3. Die Beklagte ist aufgrund der Unwirksamkeit der Kündigung verpflichtet, die Klägerin bis zum rechtskräftigen Abschluss des Kündigungsschutzverfahrens zu unveränderten Arbeitsbedingungen weiter zu beschäftigen (vgl. BAG, Beschluss vom 27.02.1985 – GS 1/84 -). Zwar kann der Arbeitgeber eine Beschäftigung des Arbeitnehmers ablehnen, wenn dem überwiegende schutzwürdige Interessen des Arbeitgebers entgegenstehen oder eine Beschäftigung des Arbeitnehmers unmöglich ist, etwa weil er keinen Betrieb mehr unterhält, oder wenn die Aufrechterhaltung der Arbeit nur mit wirtschaftlich nicht sinnvollen und damit nicht mehr zumutbaren Mitteln möglich wäre, § 275 Abs. 1 BGB (BAG, Urteil vom 25.01.2018 – 8 AZR 524/16 – m.w.N.).
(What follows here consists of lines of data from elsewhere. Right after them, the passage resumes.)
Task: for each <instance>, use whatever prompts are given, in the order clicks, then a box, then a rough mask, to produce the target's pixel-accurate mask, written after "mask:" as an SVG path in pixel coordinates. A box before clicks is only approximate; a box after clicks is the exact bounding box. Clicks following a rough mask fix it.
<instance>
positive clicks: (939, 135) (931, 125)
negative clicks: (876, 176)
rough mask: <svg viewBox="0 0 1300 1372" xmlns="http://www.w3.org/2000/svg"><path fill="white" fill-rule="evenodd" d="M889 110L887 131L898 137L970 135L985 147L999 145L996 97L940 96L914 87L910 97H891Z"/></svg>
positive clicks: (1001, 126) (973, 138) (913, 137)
Diese Voraussetzungen sind aber vorliegend nicht gegeben. Zwar hat die Klägerin primär eine Beschäftigung im laut Vortrag der Beklagten aufgelösten Außendienst beantragt. Jedoch ist der Beschäftigungsantrag eingebettet in die bestehenden arbeitsvertraglichen Bedingungen. Zu diesen Bedingungen zählt auch die Verkaufstätigkeit im Ladenlokal sowie die Möglichkeit der Ausübung gleichwertiger Dienste im Innendienst. Die Unmöglichkeit einer solchen Beschäftigung bis zum rechtskräftigen Abschluss des Kündigungsschutzverfahrens hat die Beklagte nicht dargelegt.

III. Die Kostenentscheidung beruht auf § 97 Abs. 1 ZPO.

IV. Die Revision wurde nicht zugelassen, da die gesetzlichen Zulassungsvoraussetzungen des § 72 Abs. 2 ArbGG nicht vorliegen.